Intanto, qualche minuto prima delle 15, Il Dubbio ha dato per primo la notizia delle dimissioni del presidente dell’Anm Cesare Parodi. Lo ha comunicato al Cdc dell’Anm prima delle proiezioni sul referendum per slegare la decisione dall’esito del voto. Dietro ci sarebbero gravi motivi personali che gli impedirebbero di continuare a ricoprire serenamente il suo ruolo. A questo punto sabato prossimo, alla riunione già programmata del Cdc, si potrebbe, se il punto verrà inserito nell’ordine del giorno, già eleggere il nuovo presidente che guiderà l’Anm post referendum, dopo la formalizzazione ufficiale delle dimissioni del procuratore di Alessandria.

E gli scenari sono imprevedibili. Sicuramente l’Anm tutta, senza distinzione tra correnti, può rivendicare la vittoria. Ma chi guiderà ora il “sindacato” delle toghe? Se la presidenza continuerà ad essere di Magistratura Indipendente, potrebbe delinearsi, secondo i primi spifferi, un duello tutto interno tra Giuseppe Tango e Gerardo Giuliano. Per ora i due non commentano gli spifferi che arrivano fuori da Mi.

Ma la vera domanda è: cosa farà da oggi in poi l’Anm? Abbiamo raccolto il parere tra qualche toga, pure del Cdc. «Sicuramente non potremo far finta di nulla. Abbiamo bisogno di farci tutti, con serenità, un bagno di umiltà. E guardarci dentro», ci dice una magistrata. In particolare «depotenziare l’arrivismo legato alle carriere e pensare davvero a come migliorare il servizio giustizia», prosegue un suo collega. Questo spirito appartiene a tutti i gruppi che già nei giorni scorsi, come riportato su questo giornale, si erano resi conto che questi mesi di battaglia hanno fatto emergere diverse disfunzioni all’interno della magistratura e anche del processo che non possono essere ignorate.

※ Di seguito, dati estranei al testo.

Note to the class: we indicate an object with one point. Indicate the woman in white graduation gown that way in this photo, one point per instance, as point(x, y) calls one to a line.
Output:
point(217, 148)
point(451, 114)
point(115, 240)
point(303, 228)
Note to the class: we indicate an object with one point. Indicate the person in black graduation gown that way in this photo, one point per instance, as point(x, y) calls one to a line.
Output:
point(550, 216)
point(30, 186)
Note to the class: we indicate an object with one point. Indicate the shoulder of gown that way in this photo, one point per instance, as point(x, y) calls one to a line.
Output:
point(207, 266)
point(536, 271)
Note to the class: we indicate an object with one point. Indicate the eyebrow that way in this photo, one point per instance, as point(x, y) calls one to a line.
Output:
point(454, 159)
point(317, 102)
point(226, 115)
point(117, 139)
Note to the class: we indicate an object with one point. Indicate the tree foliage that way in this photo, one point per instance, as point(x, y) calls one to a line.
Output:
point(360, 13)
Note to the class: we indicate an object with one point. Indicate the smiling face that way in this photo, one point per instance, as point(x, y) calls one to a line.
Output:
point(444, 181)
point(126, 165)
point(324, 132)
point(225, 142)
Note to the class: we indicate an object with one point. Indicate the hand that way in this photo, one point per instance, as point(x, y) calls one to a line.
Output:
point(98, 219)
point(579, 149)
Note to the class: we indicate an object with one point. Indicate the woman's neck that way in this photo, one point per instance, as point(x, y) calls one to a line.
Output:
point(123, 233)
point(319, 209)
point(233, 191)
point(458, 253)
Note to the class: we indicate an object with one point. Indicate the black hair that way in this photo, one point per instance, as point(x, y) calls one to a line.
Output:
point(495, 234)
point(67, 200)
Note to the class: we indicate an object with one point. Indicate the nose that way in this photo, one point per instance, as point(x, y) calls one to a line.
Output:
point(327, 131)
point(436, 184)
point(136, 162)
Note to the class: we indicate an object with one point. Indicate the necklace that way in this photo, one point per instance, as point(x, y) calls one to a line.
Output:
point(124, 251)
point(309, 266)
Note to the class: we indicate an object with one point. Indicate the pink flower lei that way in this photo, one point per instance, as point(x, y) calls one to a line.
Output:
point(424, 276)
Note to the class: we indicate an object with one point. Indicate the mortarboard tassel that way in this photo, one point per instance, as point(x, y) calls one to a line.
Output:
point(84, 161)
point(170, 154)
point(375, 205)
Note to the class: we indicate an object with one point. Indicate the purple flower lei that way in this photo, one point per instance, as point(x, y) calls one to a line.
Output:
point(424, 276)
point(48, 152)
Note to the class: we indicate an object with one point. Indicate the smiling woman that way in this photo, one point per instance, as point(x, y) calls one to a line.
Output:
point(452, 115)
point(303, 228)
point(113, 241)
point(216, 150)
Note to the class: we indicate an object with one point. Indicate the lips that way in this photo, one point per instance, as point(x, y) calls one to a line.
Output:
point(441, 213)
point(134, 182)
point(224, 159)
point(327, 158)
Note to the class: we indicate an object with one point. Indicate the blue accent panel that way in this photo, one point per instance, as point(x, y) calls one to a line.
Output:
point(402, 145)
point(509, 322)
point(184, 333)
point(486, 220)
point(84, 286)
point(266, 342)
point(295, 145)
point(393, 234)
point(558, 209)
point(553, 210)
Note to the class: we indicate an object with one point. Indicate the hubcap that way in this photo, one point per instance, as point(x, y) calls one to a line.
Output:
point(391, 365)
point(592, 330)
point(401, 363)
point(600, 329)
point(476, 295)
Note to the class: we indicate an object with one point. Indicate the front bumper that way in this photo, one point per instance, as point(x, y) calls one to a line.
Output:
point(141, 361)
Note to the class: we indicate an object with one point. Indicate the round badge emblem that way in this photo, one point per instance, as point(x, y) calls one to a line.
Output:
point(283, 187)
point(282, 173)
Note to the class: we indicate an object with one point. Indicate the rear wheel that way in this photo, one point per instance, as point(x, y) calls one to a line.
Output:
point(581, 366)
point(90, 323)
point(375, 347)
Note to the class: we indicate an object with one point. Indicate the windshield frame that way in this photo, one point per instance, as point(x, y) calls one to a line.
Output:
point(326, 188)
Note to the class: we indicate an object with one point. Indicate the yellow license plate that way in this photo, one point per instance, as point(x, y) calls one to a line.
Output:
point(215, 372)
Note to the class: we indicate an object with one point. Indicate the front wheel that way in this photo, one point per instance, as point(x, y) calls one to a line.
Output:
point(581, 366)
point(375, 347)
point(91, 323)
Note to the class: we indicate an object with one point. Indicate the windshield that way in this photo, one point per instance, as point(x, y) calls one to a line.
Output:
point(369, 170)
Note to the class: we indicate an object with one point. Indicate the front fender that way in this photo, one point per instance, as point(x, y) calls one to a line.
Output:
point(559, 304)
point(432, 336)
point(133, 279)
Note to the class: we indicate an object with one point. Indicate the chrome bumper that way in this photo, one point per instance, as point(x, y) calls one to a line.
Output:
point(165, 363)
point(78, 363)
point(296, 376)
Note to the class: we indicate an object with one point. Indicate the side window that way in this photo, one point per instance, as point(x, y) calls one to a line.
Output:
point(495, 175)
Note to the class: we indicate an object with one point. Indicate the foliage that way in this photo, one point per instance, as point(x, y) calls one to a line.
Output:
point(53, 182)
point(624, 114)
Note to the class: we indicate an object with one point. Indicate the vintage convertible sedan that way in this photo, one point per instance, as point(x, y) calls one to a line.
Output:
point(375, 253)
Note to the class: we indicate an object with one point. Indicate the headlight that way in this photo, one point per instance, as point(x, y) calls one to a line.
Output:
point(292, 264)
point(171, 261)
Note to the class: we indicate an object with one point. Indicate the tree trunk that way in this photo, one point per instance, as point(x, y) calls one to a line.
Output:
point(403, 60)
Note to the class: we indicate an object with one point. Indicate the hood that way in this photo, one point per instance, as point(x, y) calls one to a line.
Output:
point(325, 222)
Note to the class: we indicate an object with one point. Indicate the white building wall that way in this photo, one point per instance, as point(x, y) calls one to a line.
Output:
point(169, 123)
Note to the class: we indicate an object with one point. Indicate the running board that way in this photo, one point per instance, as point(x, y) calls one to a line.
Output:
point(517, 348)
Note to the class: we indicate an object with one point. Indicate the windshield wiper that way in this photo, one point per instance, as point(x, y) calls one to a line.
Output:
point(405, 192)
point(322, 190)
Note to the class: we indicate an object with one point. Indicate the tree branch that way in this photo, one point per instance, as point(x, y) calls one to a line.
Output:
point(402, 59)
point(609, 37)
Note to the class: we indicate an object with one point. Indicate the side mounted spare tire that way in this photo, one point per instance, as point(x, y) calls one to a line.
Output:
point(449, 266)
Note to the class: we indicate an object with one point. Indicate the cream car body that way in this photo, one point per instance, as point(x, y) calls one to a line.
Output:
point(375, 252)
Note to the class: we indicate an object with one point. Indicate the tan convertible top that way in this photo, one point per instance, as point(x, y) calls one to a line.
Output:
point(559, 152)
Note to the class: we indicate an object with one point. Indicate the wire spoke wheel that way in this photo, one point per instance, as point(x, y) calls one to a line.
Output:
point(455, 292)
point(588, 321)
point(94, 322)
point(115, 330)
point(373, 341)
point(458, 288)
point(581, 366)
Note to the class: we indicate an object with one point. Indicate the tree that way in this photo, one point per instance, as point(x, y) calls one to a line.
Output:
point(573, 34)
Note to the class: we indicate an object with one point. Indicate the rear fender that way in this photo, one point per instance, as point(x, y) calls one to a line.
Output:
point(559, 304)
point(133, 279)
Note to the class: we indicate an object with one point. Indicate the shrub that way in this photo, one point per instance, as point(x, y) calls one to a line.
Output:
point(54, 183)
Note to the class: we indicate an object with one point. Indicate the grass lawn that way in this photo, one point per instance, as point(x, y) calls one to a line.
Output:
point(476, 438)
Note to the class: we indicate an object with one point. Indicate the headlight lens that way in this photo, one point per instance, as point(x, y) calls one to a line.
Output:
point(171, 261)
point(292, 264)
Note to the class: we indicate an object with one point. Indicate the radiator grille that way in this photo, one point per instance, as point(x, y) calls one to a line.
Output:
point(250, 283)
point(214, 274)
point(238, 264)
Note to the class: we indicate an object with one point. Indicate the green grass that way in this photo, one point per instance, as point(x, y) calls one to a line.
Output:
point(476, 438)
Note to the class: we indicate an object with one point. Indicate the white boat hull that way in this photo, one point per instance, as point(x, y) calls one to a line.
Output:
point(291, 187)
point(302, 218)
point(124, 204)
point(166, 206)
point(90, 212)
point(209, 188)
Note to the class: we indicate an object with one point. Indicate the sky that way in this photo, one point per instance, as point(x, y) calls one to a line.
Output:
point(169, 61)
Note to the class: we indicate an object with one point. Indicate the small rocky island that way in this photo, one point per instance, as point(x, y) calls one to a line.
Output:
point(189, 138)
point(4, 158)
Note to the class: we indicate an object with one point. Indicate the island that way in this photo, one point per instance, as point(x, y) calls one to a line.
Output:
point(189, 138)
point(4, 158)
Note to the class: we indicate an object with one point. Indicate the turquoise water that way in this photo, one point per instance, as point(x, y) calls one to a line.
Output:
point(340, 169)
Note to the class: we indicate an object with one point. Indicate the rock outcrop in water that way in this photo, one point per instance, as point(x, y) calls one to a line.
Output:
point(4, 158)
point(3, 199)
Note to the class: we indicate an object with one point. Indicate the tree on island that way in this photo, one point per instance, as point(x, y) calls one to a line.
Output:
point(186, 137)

Abbiamo chiesto un commento anche ad Andrea Reale, membro del Cdc per i CentoUno, che aveva annunciato il suo Sì alla riforma, ma stando lontano dai riflettori a differenza di altri magistrati a favore pure della riscrittura dell’ordinamento giudiziario: «Il referendum confermativo è stato un importante esercizio di democrazia diretta. Il suo risultato dimostra che le riforme costituzionali vanno affrontate e scritte in Parlamento. Restano forti criticità nel funzionamento del governo autonomo della magistratura. La speranza è che la evidente spaccatura del popolo italiano sul tema possa convogliare le forze politiche verso un programma riformista il più possibile condiviso».